Le 11 canzoni del disco OK

L’unico featuring

Tha Supreme e Gazzelle, due tra i maggiori esponenti della musica moderna, rispettivamente della trap e dell’indie italiano. Una collaborazione inaspettata, frutto di una profonda stima artistica reciproca. Nasce così Coltellata, l’unico featuring del disco. Una canzone scritta da Flavio, ma rimasta incompleta. Le cose però sono cambiate quando, durante uno scambio di provini tra i due, tha Supreme sente il mood del pezzo, gli piace, ci scrive delle barre e con una sana dose di autotune registra la propria parte. Un duetto partorito a distanza, senza neanche incontrarsi in studio di registrazione, ma che ha portato alla luce uno dei brani più iconici del momento.

Marketing

È risaputo: la pubblicità ed il marketing sono ormai parte integrante del mercato discografico. Per vendere di più, bisogna anche attirare l’attenzione. Lo sa bene anche Gazzelle. Per l’annuncio dell’uscita del singolo Destri, il cantautore ha ben pensato di far attaccare per le strade di Milano e Roma, dei cartelloni pubblicitari con la scritta “Non è colpa mia”. Non sono mancate le più stravaganti ipotesi: dal mea culpa dei due sindaci, all’atto d’amore di una persona in cerca di ricreare un rapporto con il partner. La soluzione è arrivata dal profilo Instagram di Flavio, in cui ha pubblicato una foto davanti ad uno dei cartelloni, annunciando così la data di pubblicazione del brano. Per il rilascio del disco però, l’artista e la sua etichetta discografica sono andati ben oltre. Qualche giorno prima del rilascio ufficiale dell’album, sono infatti comparse delle cassette antincendio contenenti ciascuna una copia in vinile dell’ultimo lavoro discografico. I più fortunati e veloci, spaccando il vetro delle cassette, sono così riusciti a portarsi a casa e scoprire in anteprima le 11 tracce di OK. Per concludere, a pochi minuti dalla mezzanotte del 12 febbraio 2021, giorno di rilascio ufficiale del disco, Gazzelle ha iniziato una diretta Instagram, camminando per una Piazza del Popolo deserta, e cantando in una versione acustica con solo una chitarra, il brano GBTR.

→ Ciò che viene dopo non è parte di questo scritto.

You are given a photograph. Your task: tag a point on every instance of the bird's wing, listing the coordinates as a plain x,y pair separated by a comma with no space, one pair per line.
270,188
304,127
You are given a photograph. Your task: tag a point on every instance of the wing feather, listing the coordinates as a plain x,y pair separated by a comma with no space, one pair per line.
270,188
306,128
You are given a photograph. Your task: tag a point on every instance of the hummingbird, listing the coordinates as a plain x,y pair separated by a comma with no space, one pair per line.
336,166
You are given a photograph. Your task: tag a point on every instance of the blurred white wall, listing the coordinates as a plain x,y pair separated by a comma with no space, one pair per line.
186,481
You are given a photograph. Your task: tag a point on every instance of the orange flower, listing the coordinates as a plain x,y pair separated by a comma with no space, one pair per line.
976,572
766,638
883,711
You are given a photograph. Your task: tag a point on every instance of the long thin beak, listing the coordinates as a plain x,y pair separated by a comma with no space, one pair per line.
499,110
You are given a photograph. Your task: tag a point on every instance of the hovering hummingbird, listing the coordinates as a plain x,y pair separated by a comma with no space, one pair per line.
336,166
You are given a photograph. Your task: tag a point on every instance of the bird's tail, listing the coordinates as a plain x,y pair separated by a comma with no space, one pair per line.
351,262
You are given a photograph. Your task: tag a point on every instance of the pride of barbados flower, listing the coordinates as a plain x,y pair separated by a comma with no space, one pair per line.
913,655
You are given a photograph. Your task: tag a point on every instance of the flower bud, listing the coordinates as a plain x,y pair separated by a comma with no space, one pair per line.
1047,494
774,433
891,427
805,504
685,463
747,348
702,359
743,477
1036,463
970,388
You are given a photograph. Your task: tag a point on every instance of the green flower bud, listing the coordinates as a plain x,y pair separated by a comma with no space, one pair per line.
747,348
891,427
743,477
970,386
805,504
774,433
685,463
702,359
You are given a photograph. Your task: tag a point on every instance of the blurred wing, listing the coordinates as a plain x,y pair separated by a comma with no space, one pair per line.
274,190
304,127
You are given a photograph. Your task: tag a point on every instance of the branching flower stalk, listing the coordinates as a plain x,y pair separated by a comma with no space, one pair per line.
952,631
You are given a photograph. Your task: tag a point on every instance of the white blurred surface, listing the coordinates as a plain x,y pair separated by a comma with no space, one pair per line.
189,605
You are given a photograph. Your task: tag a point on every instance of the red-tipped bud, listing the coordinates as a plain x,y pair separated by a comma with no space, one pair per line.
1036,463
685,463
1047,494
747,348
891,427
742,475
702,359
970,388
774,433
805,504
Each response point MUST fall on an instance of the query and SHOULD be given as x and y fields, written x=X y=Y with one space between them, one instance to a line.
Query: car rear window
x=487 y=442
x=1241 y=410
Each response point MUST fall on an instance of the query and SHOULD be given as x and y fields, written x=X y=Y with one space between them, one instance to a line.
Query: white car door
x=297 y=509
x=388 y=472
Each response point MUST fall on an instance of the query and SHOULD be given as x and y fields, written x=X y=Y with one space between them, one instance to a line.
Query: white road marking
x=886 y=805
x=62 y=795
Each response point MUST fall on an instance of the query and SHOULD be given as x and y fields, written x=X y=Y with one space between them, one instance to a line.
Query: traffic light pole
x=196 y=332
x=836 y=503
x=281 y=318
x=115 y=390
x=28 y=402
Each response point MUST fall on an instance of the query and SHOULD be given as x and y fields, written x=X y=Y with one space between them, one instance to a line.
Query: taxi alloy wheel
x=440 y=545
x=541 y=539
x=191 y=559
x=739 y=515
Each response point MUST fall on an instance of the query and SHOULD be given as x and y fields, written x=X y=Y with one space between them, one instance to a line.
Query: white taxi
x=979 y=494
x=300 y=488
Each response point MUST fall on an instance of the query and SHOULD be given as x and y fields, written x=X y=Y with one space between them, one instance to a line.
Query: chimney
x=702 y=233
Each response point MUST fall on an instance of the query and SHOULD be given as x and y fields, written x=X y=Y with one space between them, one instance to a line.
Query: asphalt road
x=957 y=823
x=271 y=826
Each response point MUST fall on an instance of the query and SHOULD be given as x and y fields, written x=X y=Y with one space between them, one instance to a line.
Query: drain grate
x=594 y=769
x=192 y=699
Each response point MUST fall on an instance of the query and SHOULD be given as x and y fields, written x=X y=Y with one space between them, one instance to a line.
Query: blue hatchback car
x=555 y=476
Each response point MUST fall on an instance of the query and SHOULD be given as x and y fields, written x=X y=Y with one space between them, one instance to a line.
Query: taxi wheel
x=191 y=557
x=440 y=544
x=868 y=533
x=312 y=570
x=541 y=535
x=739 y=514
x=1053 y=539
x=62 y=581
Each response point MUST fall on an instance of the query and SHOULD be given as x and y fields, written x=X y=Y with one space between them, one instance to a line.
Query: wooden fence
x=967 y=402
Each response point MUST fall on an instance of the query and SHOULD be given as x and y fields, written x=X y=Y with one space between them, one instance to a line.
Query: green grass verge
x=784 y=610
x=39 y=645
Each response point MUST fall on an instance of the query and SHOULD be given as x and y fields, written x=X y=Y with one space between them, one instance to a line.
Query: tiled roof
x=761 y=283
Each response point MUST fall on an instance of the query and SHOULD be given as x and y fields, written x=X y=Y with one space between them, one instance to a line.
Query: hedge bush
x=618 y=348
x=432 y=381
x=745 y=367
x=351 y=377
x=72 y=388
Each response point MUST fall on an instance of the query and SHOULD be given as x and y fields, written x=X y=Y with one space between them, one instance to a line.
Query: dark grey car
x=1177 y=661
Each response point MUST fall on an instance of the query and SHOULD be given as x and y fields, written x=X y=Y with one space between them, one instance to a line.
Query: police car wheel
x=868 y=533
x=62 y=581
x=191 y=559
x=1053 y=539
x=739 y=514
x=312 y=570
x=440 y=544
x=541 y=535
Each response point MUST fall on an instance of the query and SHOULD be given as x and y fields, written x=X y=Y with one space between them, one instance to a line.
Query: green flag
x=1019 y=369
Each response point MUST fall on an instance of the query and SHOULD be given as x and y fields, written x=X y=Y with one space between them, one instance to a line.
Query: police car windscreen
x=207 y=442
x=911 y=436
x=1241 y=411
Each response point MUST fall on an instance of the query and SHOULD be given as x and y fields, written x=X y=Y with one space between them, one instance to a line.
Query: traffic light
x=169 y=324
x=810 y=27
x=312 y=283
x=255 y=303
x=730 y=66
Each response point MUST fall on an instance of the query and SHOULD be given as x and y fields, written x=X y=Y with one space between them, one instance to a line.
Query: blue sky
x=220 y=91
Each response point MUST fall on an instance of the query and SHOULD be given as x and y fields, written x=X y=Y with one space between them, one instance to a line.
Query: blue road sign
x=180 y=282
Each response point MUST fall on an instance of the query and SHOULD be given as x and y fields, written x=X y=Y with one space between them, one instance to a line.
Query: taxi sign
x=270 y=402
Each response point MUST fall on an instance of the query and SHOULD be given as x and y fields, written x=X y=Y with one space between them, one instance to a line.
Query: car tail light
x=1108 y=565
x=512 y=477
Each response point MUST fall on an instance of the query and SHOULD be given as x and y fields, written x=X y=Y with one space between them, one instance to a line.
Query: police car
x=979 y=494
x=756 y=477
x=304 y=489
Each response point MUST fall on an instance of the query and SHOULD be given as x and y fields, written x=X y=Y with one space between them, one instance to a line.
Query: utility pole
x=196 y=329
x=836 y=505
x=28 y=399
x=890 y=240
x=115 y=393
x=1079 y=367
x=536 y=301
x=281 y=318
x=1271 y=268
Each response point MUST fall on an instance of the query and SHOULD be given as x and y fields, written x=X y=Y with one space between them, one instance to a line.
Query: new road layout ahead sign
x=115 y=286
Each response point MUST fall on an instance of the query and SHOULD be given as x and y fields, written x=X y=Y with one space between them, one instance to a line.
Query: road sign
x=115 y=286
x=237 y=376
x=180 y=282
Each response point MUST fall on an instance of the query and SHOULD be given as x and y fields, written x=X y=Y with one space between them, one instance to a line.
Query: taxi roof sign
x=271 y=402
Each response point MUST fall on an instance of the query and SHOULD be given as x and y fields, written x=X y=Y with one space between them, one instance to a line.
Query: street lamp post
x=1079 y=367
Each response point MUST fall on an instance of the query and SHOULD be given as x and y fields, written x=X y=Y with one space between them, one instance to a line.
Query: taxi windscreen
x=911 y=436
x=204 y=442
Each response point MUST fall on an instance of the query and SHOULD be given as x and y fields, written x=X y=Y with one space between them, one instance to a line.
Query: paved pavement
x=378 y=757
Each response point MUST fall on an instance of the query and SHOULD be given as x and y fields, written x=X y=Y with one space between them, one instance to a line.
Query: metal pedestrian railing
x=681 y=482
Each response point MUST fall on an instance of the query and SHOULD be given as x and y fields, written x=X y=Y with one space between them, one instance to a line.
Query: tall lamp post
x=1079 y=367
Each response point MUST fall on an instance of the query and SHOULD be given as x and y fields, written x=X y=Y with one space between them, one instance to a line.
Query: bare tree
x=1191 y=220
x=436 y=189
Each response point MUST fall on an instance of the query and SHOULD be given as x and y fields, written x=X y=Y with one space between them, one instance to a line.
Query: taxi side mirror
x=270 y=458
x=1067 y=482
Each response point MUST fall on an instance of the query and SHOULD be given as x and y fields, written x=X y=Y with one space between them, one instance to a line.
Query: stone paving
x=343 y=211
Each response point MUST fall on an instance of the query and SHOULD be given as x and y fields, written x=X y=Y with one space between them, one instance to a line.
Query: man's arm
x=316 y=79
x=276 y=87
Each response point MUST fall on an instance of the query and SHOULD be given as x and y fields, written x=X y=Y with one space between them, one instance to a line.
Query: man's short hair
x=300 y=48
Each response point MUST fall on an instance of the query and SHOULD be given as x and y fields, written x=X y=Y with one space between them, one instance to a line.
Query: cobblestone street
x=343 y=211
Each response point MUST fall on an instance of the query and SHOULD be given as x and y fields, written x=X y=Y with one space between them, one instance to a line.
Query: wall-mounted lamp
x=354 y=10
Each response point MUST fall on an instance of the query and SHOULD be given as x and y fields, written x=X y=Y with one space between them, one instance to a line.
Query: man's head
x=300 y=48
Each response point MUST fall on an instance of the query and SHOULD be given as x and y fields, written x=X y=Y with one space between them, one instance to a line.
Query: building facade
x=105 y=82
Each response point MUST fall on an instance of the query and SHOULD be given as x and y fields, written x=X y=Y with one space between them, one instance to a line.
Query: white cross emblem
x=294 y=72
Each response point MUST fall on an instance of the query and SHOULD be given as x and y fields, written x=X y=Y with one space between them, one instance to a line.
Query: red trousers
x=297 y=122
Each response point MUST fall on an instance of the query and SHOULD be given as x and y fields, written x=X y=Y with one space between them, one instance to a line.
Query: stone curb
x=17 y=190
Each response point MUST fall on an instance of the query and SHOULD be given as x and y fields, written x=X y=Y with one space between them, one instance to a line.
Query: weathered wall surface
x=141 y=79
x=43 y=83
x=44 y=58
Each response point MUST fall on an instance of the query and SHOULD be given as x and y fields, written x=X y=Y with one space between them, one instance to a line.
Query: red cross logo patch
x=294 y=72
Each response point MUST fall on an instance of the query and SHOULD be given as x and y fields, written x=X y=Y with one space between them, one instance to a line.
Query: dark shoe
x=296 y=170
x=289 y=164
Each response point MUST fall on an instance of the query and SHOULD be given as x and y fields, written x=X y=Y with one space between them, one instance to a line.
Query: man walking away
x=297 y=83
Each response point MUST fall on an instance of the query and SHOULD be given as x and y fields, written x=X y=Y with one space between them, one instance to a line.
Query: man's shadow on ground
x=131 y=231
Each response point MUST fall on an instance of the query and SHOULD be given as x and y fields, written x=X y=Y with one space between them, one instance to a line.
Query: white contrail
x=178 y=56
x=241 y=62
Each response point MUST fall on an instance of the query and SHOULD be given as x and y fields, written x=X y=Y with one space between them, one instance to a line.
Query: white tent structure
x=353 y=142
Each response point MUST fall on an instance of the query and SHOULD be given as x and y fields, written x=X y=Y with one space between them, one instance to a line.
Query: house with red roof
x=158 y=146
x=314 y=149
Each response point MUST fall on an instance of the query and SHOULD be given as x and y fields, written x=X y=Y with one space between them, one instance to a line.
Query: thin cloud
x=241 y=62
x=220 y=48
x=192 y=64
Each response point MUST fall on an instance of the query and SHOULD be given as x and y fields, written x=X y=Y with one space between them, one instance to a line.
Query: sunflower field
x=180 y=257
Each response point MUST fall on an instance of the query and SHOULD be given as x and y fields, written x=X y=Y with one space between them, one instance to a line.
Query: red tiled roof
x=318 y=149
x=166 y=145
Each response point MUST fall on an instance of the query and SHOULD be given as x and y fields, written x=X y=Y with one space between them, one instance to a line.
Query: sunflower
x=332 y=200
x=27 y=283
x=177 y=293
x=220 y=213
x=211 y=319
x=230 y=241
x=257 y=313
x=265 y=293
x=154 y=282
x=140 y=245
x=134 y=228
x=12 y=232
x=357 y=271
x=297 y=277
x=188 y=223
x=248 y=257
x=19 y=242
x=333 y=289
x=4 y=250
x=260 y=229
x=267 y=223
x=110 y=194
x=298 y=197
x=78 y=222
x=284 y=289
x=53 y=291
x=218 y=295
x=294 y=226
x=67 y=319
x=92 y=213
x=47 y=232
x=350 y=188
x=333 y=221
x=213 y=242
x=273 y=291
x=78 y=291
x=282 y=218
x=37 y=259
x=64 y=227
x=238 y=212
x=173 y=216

Castello Sforzesco (MI) – Una delle cassette antincendio per idranti contenente il vinile di OK (Metropolitan Magazine)

E tutto ciò ha portato il successo che ci si aspetta da una promozione di tale portata? Gli ascoltatori sono divisi: c’è chi lo ama e chi lo odia. Voi da che parte state? L’unica cosa che possiamo dirvi è che, a una sola settimana dalla pubblicazione, OK è il disco più venduto in Italia.